AR1 Error: cannot allocate vector

I am trying to run an AR1 model and I get no errors from the code below until I run the last line of code, which is running the stan model. The error I get is “Error: cannot allocate vector of size 62 Kb.” I have tried to find solutions on this forum and it seems that RTools35 can be a problem, but I don’t seem to have it.

AR1<-"
data {
  int<lower=0> N;
  vector[N] y;
}
parameters {
  real alpha; 
  real rho;
  real <lower=0> sigma;
}
model {
  for (n in 2: N)
    y[n] ~ normal (alpha + rho*y[n-1], sigma);
}
generated quantities {
  int<lower=0, upper=1> mean_gt;
  int<lower=0, upper=1> sd_gt;
  int<lower=0, upper=1> max_gt;
  vector[N] log_lik;
  vector[N] y_rep;
  log_lik[1]=y[1];
  for (n in 2:N){
  log_lik[n]= normal_lpdf(y[n] |alpha + rho*y[n-1],sigma);
  }    
  y_rep[1]=y[1];
  for (n in 2:N) {
  y_rep[n]= normal_rng(alpha + rho*y[n-1], sigma) ;
  }
  mean_gt= mean(y_rep) > mean(y); // p-value for mean
  sd_gt = sd(y_rep) > sd(y); // p-value for sd
  max_gt = max(y_rep) > max(y); // p-value for max
}
"
y<- log(data$sale/data$xbar)
N=nrow(data)
dat <- list(N=nrow(data), y=y)

#Running the model and examining the results
options(mc.cores = parallel::detectCores())
fit.1 <- stan(model_code=AR1, data=dat, iter=10000, warmup=2000, chains=3)
****
1 Like

When it’s an rtools error the vector size error tends to be impossibly large (like 6000GB), so I think this might be an actual RAM error.

Do you get the same error if you drop the number of iterations (try 5000)? You generally don’t need as many iterations with Stan (HMC) as you would with Gibbs/MH, so you can safely drop the number of iterations down unless it’s a pretty complex likelihood.

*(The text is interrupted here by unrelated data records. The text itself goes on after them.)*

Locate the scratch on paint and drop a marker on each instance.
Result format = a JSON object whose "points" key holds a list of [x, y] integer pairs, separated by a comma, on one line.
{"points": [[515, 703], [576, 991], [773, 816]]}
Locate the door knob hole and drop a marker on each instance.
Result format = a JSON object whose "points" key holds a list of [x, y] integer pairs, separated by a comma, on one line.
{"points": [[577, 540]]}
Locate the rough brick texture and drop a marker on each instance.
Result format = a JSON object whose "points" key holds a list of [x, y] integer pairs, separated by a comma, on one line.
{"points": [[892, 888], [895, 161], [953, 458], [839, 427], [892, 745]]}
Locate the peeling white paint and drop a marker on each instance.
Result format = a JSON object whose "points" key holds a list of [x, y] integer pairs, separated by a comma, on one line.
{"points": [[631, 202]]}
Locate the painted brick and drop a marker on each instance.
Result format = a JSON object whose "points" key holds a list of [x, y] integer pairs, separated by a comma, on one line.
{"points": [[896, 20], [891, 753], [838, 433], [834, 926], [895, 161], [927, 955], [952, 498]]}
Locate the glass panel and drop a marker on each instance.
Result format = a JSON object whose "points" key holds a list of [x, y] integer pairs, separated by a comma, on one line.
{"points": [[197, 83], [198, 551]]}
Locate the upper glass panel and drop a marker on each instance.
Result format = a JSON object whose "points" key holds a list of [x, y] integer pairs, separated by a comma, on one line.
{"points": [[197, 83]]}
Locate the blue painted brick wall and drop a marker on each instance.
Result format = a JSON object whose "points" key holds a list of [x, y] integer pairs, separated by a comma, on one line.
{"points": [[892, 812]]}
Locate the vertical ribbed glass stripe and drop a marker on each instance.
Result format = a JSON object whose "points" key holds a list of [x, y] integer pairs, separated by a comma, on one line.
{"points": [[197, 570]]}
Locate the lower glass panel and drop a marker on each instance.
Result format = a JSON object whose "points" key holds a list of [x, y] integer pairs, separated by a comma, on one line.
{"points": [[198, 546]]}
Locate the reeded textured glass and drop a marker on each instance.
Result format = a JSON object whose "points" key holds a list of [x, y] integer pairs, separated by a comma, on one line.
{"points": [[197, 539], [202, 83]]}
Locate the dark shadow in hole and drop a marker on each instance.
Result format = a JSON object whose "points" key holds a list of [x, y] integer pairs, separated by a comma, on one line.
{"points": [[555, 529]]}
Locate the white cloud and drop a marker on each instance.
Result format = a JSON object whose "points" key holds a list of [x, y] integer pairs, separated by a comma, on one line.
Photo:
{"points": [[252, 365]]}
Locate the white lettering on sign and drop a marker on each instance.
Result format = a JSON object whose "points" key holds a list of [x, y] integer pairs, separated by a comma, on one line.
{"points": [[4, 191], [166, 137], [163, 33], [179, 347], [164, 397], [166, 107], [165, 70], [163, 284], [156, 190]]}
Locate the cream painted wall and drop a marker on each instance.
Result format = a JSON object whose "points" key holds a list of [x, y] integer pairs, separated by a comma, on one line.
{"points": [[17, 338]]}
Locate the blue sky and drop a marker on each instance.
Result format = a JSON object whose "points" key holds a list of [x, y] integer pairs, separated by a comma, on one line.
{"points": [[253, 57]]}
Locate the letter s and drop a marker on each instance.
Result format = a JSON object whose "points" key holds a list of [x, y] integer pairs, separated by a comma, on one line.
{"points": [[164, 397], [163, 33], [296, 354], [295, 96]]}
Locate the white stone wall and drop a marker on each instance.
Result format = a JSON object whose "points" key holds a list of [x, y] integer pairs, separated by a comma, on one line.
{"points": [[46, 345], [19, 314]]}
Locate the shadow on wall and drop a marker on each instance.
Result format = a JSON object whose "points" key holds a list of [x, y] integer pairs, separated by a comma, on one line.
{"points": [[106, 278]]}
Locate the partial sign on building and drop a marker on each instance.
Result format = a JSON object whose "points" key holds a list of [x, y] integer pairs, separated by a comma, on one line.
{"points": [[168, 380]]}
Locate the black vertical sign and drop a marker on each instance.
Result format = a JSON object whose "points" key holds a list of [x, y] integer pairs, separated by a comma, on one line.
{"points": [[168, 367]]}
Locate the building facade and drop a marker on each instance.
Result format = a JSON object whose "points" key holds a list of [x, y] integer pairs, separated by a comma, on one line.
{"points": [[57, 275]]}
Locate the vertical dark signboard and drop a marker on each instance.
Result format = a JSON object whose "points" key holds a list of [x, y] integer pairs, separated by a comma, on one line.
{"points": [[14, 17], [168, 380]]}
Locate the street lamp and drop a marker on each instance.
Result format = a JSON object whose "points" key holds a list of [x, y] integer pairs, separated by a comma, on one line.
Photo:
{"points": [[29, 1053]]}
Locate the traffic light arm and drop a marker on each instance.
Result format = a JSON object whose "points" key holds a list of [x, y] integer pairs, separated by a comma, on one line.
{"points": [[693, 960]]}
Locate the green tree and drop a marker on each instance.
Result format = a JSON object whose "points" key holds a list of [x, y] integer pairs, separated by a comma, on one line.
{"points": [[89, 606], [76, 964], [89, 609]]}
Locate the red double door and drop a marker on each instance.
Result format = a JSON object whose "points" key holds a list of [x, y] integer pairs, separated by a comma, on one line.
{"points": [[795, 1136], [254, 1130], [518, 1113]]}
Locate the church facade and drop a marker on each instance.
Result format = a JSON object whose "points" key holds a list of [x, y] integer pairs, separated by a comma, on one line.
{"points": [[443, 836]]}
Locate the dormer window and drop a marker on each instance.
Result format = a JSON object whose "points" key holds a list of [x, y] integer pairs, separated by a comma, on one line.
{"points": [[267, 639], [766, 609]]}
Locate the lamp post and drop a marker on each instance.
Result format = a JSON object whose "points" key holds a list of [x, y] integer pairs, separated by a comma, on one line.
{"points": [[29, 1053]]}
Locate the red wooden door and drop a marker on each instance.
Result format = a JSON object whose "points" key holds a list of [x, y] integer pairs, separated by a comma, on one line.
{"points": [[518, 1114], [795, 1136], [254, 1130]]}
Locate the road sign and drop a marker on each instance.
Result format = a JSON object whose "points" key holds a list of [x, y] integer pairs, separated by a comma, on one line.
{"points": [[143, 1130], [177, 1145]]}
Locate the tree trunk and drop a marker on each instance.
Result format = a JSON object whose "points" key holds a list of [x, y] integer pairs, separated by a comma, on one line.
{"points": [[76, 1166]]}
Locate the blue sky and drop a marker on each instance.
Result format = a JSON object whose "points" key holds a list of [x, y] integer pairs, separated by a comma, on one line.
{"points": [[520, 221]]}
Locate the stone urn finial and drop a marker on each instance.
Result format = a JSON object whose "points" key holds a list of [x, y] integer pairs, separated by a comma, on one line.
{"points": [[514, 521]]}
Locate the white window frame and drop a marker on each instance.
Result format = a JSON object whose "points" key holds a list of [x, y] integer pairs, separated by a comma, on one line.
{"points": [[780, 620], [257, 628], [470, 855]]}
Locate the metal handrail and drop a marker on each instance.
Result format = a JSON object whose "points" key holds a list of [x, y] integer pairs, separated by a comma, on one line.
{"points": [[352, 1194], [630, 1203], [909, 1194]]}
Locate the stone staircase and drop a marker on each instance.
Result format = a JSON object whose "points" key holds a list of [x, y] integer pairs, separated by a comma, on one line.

Also, what size is N and how much RAM are you working with?

1 Like

I dropped it down to 5000 with 1000 warmup. And I still get the error: Error: cannot allocate vector of size 94 Kb
Maybe this is worth mentioning, but when I run the 3 chains and they all end, the lines below. And it gets stuck there for a long time.
N=31292 and I have 16 gigs of RAM.

Chain 1: Elapsed Time: 37.645 seconds (Warm-up)
Chain 1: 146.849 seconds (Sampling)
Chain 1: 184.494 seconds (Total)
Chain 1:
Chain 3: Iteration: 4500 / 5000 [ 90%] (Sampling)
Chain 2: Iteration: 4500 / 5000 [ 90%] (Sampling)
Chain 3: Iteration: 5000 / 5000 [100%] (Sampling)
Chain 3:
Chain 3: Elapsed Time: 39.021 seconds (Warm-up)
Chain 3: 164.994 seconds (Sampling)
Chain 3: 204.015 seconds (Total)
Chain 3:
Chain 2: Iteration: 5000 / 5000 [100%] (Sampling)
Chain 2:
Chain 2: Elapsed Time: 39.254 seconds (Warm-up)
Chain 2: 169.388 seconds (Sampling)
Chain 2: 208.642 seconds (Total)
Chain 2:

fit.1 <- stan(model_code=AR1, data=dat, iter=5000, warmup=1000, chains=3)
***
1 Like

Ah, that sounds like a slightly different issue. I believe this could be due to the generated quantities in that case. Can you try commenting/removing the generated quantities block and re-running?

1 Like

Removing the generated quantities block no longer creates that error and the model runs much faster than before.

1 Like

Yep, so that would indicate that it is a RAM issue. The generated quantities block in RStan is (usually) run after all sampling has completed, because it’s numerically much simpler than the other blocks (no gradients/autodiff required). With an N of 31292, R is trying to store 31292 * 2 (yrep and log_lik) * (5000 + 1000) * 3 (chains) = 1,126,512,000 GQ estimates in RAM, which is pretty heavy.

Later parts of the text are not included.